As per the report of a new research, the time is not so far when apps can have the capability to detect the mode of transportation you are using and then suggest you with relevant advice.
If researchers from the University of Sussex’s Wearable Technologies Lab are to be believed, the machine learning techniques developed in a global research competition they started could also help smartphones getting the ability to predict upcoming road conditions and traffic levels on a particular route and after that offer suggestions and recommendations about next route or parking. The phones may even become able to detect food and drink consumed by a phone user while they are travelling. The study was published in the Journal of the ACM.
“Previous studies generally collected only GPS and motion data. Our study is much wider in scope: we collected all sensor modalities of smartphones, and we collected the data with phones placed simultaneously at four locations where people typically carry their phones such as the hand, backpack, handbag and pocket,” said study author Daniel Roggen.
“This is extremely important to design robust machine learning algorithms.
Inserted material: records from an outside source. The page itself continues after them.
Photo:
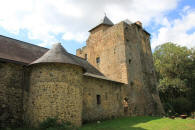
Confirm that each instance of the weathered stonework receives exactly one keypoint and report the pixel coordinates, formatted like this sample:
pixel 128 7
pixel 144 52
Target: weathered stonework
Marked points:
pixel 11 94
pixel 53 83
pixel 125 56
pixel 55 93
pixel 111 104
The variety of transport modes, the range of conditions measured and the sheer number of sensors and hours of data recorded is unprecedented,” he added.
The team lead by Roggen worked on collecting the data which is equivalent of more than 117 days’ worth of data by monitoring several aspects of commuters’ journeys in the United Kingdom by using various transport means and at the end created the largest data set to avail for the public.
The project involved gathering of data from four mobile phones being carried by researchers on their routine commute on daily basis for a period of seven months.
The team started by launching a global competition challenging teams to come up with most accurate algorithms to be able to recognize eight modes of transport ( which included sitting still, walking, running, cycling, travelling by bus, train or subway) from the whole data collected from 15 sensors and this measured everything from movement to pressure.
The whole project was done by 17 teams and every two entries achieved results with above 90 percent accuracy out of which eight got accuracy between 80 to 90 percent and the other nine got accuracy between 50 and 80 percent.
Now, the data set is hoped to provide wide usage for a range of studies like electronic logging devices, mobility pattern, exploration of transportation mode recognition, tracking, localization and sensor fusion.
“By organising a machine learning competition with this dataset we can share experiences in the scientific community and set a baseline for future work. Automatically recognising modes of transportation is important to improve several mobile services – for example to ensure video streaming quality despite entering in tunnels or subways, or to proactively display information about connection schedules or traffic conditions,” said Roggen.